The Fund did not make any acquisitions in 2021, largely due to unpredictable building costs and inevitable delays in negotiations for redevelopment projects. However, values remained fairly stable and the Fund recorded capital growth of 4.6%, way above the -1.7% expected at the start of the year, thanks to upward valuations for a number of assets. The Fund’s NAV had increased to € 1,239 million at year end. The Fund’s income return also came in slightly higher than expected at 2.6%, taking the total return to 7.3%, compared with the budgeted 0.7%.
Market and Fund outlook
Although the Dutch economy recovered strongly in 2021, there is still a lot of uncertainty regarding how sustained the recovery will be in the face of new Covid-19 variants and future lockdowns. The sudden surge in inflation seen in 2021 is also worrying, but the Fund can generally charge on higher costs to its tenants. We may see some rise in vacancy rates as companies downsize, but this is unlikely to affect high-quality offices in top locations. Nor is there any sign of waning investor interest in offices. Core investments are as attractive as they have ever been, and the low-interest environment and the sheer volume of available capital will keep investment volumes and initial yields at current levels for the immediate future. Plus we are seeing growing demand for healthy and sustainable meeting places. We are cautiously optimistic that we will achieve our long-term growth and return targets. We are known to be a reliable partner and we are known as a long-term investor.

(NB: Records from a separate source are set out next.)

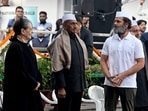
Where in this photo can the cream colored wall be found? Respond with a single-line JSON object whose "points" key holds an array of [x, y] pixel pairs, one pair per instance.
{"points": [[133, 7], [54, 8]]}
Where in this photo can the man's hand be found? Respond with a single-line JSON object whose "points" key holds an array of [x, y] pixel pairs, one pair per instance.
{"points": [[61, 93]]}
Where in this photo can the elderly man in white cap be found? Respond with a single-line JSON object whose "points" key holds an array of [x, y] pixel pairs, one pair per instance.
{"points": [[122, 56], [69, 60]]}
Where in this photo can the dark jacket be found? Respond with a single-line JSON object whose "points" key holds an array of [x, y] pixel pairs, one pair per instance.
{"points": [[87, 37]]}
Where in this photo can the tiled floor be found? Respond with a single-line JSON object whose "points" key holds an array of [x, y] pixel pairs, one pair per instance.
{"points": [[84, 107]]}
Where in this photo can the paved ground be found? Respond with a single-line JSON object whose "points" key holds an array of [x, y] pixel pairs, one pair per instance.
{"points": [[84, 107]]}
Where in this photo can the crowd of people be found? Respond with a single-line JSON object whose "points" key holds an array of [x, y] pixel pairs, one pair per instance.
{"points": [[123, 62]]}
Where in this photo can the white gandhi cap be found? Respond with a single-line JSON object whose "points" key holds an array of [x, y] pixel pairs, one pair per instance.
{"points": [[68, 17], [123, 14]]}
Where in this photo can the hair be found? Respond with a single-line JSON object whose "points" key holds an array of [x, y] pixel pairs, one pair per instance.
{"points": [[19, 24], [140, 21], [58, 23], [78, 18], [127, 20], [43, 12], [19, 7]]}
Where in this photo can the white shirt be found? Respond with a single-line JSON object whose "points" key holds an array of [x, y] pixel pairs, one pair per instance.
{"points": [[121, 56]]}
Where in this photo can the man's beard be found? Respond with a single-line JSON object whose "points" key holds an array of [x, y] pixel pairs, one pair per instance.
{"points": [[120, 30]]}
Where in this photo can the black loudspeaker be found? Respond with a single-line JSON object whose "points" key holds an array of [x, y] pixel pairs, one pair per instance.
{"points": [[77, 6], [83, 7], [103, 15]]}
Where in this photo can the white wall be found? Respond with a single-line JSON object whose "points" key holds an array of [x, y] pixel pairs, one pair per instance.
{"points": [[54, 8], [133, 6]]}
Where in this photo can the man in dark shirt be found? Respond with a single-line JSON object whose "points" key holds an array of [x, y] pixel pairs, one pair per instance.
{"points": [[69, 60]]}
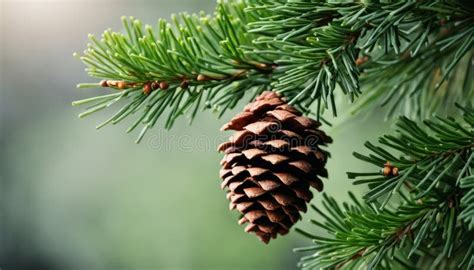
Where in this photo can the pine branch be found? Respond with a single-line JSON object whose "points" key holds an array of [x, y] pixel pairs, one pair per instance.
{"points": [[304, 49], [430, 171], [431, 161], [367, 238], [325, 44], [195, 62]]}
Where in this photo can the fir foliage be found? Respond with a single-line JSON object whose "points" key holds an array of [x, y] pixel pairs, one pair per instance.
{"points": [[419, 217], [415, 56]]}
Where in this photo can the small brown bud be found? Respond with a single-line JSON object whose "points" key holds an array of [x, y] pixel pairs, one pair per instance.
{"points": [[104, 83], [112, 83], [184, 84], [155, 85], [147, 88], [362, 60], [202, 78], [164, 85], [121, 85], [395, 171]]}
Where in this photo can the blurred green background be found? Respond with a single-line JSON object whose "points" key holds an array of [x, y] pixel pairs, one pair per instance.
{"points": [[72, 197]]}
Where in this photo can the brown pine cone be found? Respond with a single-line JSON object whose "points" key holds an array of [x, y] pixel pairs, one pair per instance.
{"points": [[270, 163]]}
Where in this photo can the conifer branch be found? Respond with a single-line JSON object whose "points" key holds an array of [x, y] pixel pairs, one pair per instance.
{"points": [[304, 49], [195, 62], [423, 189]]}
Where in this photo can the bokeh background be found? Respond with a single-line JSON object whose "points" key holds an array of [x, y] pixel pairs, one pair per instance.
{"points": [[72, 197]]}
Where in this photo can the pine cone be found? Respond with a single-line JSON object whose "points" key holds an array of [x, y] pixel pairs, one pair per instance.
{"points": [[270, 163]]}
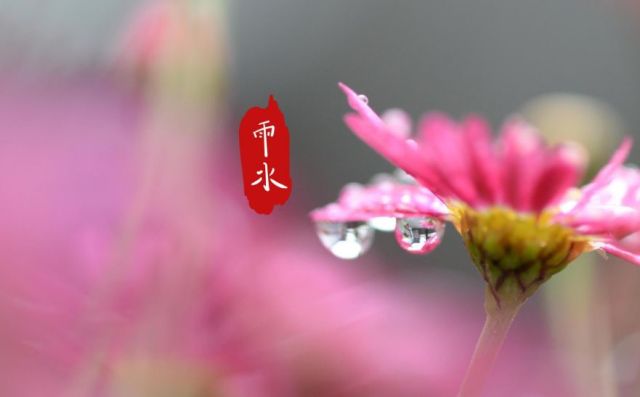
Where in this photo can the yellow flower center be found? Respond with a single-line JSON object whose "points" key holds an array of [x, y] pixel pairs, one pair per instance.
{"points": [[516, 252]]}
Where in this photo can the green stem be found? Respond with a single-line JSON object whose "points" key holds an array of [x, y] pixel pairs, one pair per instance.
{"points": [[495, 330]]}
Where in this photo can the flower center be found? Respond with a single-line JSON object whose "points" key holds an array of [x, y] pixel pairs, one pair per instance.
{"points": [[516, 252]]}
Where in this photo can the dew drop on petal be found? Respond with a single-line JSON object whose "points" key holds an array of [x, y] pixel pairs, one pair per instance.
{"points": [[346, 240], [383, 223], [419, 235]]}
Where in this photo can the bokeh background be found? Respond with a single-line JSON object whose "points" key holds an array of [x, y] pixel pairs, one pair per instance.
{"points": [[475, 56], [486, 56]]}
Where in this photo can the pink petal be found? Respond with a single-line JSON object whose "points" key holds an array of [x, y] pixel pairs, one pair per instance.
{"points": [[403, 153], [442, 144], [562, 170], [382, 199], [483, 163], [522, 159], [606, 174], [621, 252], [610, 206]]}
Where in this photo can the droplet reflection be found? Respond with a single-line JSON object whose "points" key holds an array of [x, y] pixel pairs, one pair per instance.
{"points": [[346, 240], [419, 235]]}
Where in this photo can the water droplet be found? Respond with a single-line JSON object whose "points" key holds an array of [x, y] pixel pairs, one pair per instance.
{"points": [[419, 235], [346, 240], [383, 223]]}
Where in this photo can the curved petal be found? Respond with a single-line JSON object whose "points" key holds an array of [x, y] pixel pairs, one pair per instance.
{"points": [[606, 175], [391, 142], [460, 161], [610, 206], [620, 251], [382, 199]]}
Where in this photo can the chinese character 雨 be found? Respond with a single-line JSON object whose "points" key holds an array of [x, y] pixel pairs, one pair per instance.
{"points": [[265, 132], [266, 177]]}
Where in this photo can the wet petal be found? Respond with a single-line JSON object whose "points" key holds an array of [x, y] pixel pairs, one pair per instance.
{"points": [[620, 251], [609, 208], [400, 151], [381, 200]]}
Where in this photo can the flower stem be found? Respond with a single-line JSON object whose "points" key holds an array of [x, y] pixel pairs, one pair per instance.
{"points": [[499, 317]]}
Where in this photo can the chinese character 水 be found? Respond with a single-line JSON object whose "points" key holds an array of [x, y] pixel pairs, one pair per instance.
{"points": [[266, 178]]}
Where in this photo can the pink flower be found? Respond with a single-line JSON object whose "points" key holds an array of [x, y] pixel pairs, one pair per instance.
{"points": [[513, 199]]}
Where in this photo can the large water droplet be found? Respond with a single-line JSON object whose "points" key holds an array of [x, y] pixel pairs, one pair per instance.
{"points": [[346, 240], [419, 235]]}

All that remains is for me to thank our clients for their continued trust in us and our strategy. And of course I would like to thank our team for their flexibility and determination in a very challenging year. And for their professionalism and collaboration, which helped us to anticipate and respond to developments in a very dynamic environment. It is thanks to them that we emerged so strongly from another exceptionally difficult year.